I think, for my first production workflow, I'd like a fine control over how each step is submitted to the cluster, just so I know what's going on. That basically means I would have a workdir-specific cluster.json file that I specify via cluster-config?

It's possible I'm overcomplicating things and worrying unnecessarily about cluster-config being deprecated. Am I right in my understanding that I could do snakemake --profile slurm --cluster-config my_job_config.json, and things should work?

percyfal commented 4 years ago

Hi,

upon installation you configured four options (as defined in cookiecutter.json):

1) profile name (i.e. directory where profile is installed) 2) sbatch_defaults - typically the account name and log file locations, e.g. "--acount your_project_account --output logs/slurm-%j.out --error logs/slurm-%j.err" 3) cluster_config - path to cluster configuration file; as you noted, this is deprecated in snakemake, but retained here as it provides a way to fine-tune configuration on a rule-by-rule basis (e.g. runtime, constraints) 4) advanced_argument_conversion - you can safely ignore this for now and set to no

Without profile, you would submit cluster jobs as

snakemake --cluster "sbatch --account account --output logs/slurm-%j.out --error logs/slurm-%j.err -t 12:00:00 ..." -j 1 jobname --cluster-config cluster-config

With profile, you would save typing, doing snakemake --profile profile_name -j 1 jobname

where the sbatch_defaults option above would be passed to the sbatch call, and the cluster configuration file set in the cluster_config option would be used. In addition, the profile uses the slurm_status.py script to check for job status, the main benefit being that jobs that timeout will be caught as failed, something that does not happen when you submit without a profile. Also, if you in your rule add resources such as "runtime", these will be parsed and added to the sbatch call.

As of snakemake 5.15, resources can now be strings, which means cluster configuration files could be eliminated entirely, although I haven't had time to look into this yet.

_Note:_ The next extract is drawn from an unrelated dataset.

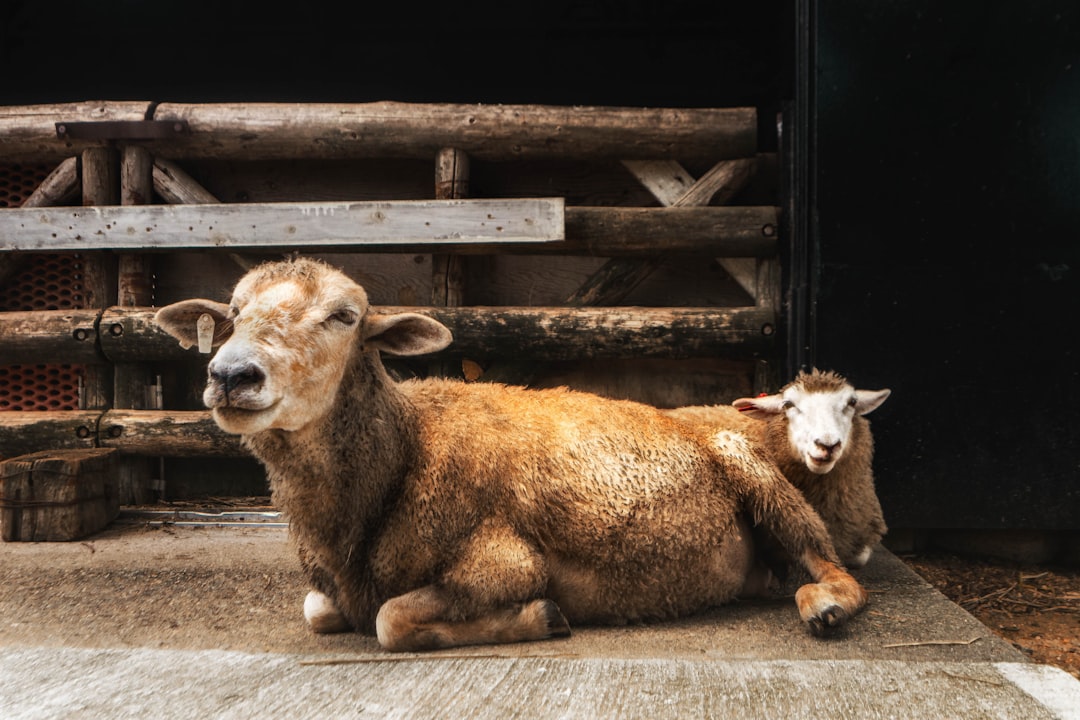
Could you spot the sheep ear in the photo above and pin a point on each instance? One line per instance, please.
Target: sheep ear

I hope this helps. If there is something I can do to improve the README, please let me know.

Cheers,

Per

proteins247 commented 4 years ago

That is useful. Thank you. I guess what I needed was, as you have just given, some example of what to do and recommended practice of where to put what.

The aspect of cluster-config being deprecated is confusing since it appears to still be useful. Based on what I can understand from this issue, https://github.com/snakemake/snakemake/issues/248, which has been referenced here as well, that cluster-config option does not have a clear replacement.

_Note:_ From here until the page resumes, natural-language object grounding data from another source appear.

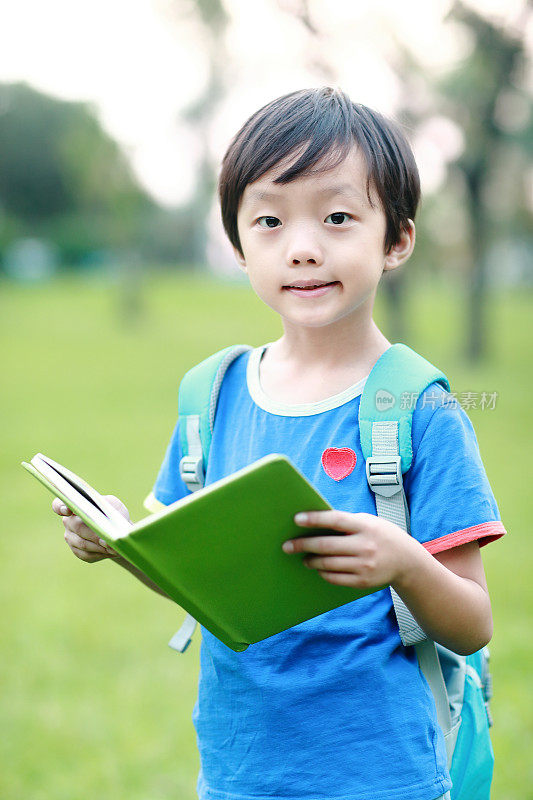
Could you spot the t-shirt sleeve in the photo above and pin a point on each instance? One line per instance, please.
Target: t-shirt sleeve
(169, 486)
(448, 492)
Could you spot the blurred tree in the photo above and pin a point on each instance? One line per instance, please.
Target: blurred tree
(477, 92)
(483, 199)
(60, 172)
(212, 19)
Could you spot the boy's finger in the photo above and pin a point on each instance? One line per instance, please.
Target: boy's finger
(77, 542)
(83, 555)
(321, 545)
(331, 563)
(335, 520)
(76, 525)
(59, 507)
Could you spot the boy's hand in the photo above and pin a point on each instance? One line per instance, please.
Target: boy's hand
(377, 552)
(84, 542)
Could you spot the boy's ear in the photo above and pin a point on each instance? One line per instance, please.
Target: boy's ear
(400, 252)
(241, 261)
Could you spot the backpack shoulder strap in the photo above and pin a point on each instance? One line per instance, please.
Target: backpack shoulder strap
(398, 377)
(385, 422)
(197, 403)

I did find another webpage that describes how to use profiles: https://www.sichong.site/2020/02/25/snakemake-and-slurm-how-to-manage-workflow-with-resource-constraint-on-hpc/. I've linked it in case it's useful to other readers.

proteins247 commented 4 years ago

I just want to report that a hybrid approach currently works best for me:

snakemake --profile slurm --cluster-config config.yaml

Within config.yaml, I can define slurm parameters (e.g. partition, mem-per-cpu) that I prefer for particular steps of my workflow.

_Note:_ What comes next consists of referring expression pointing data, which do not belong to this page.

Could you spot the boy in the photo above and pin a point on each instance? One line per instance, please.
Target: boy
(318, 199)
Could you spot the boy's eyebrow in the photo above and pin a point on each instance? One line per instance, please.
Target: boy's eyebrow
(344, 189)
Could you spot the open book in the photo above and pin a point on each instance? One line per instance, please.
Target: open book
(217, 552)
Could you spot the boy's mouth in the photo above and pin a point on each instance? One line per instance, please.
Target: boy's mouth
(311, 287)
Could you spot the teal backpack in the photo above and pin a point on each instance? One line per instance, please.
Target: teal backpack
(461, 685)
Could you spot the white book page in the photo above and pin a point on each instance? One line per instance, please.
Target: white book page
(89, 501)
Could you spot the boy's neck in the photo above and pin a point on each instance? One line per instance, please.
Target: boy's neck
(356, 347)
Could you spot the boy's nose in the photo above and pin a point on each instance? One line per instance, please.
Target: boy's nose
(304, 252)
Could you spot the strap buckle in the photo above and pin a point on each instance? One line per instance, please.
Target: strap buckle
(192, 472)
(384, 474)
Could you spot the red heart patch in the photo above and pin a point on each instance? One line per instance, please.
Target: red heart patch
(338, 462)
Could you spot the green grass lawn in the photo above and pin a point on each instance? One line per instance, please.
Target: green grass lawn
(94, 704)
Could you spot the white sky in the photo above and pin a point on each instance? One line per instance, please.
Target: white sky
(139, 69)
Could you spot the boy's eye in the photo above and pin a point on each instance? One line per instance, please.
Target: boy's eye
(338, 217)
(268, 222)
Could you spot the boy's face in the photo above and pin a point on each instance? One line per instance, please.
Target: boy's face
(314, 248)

Maybe use of resources can eliminate use of --cluster-config, but that'll wait until later for me.

jdblischak commented 3 years ago

Maybe use of resources can eliminate use of --cluster-config, but that'll wait until later for me.

@proteins247 I was able to replace the features of --cluster-config with a combination of resources and default-resources. Check out https://github.com/jdblischak/smk-simple-slurm

jdblischak commented 3 years ago

I did find another webpage that describes how to use profiles: https://www.sichong.site/2020/02/25/snakemake-and-slurm-how-to-manage-workflow-with-resource-constraint-on-hpc/. I've linked it in case it's useful to other readers.

I agree this is a super helpful blog post that demonstrates how to use resources and default-resources to replace --cluster-config for numeric resources. It was written in Feb 2020, when Snakemake resources could only be numeric. A few months later in April 2020, version 5.15.0 enabled specifying resources as strings (changelog). Thus now you can specify that specific rules get run on a particular partition or with a different quality of service.